When the Stratfor hackers got wind of news that Sabu had asked for money for the e-mails they had stolen, they were shocked, and quickly transferred the e-mails to WikiLeaks’s server for free. WikiLeaks has not denied, publicly or in private, that Sabu asked for money from the organization. But if WikiLeaks had paid for them, American authorities might have had a much stronger case against Assange. It seems doubtful that the FBI had the time or inclination to decide from the top down that it wanted to play along and try to nab WikiLeaks, but perhaps an agent somewhere had the idea to nudge Sabu to ask Assange for money, and see what came of it.
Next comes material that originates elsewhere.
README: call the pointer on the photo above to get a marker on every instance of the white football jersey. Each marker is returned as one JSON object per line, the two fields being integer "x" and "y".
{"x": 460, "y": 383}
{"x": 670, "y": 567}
Once WikiLeaks had the Stratfor e-mails, it formed partnerships with twenty-five media organizations, including Rolling Stone and Russia Reporter, and published a drip-feed of confidential information. WikiLeaks called them the Global Intelligence Files.
News commentators noted that this marked the first time WikiLeaks was sourcing files from data that had been hacked by Anonymous. Till then, hardly anyone outside of LulzSec’s hacking community, WikiLeaks, and the FBI had known that Assange had been dealing to Sabu and other Anon hackers since June of 2011. That of course did not mean there was a solid partnership in place. Two separate hacker sources said that for a long time, Assange did not trust Sabu. Exactly why is unclear, but Assange would not have been the only one to sense that something was off.
“There is one thing that really struck me as funny after he came back,” said another hacker, referring to when Sabu had returned to LulzSec after going missing for twenty-four hours (his secret FBI raid in June 2011). “He suddenly talked about his family. He mentioned in a private chat to me that he had two kids.” This was deeply unsettling. Despite the unspoken rule in Anonymous to never talk about your personal life, Sabu was suddenly saying things like “My family is the most important thing.” Before then, he had never talked about his two daughters. Another oddity: when others from Anonymous were questioned by police and then allowed to come back online, they mentioned to other hackers how strange it was that the authorities never asked them about Sabu.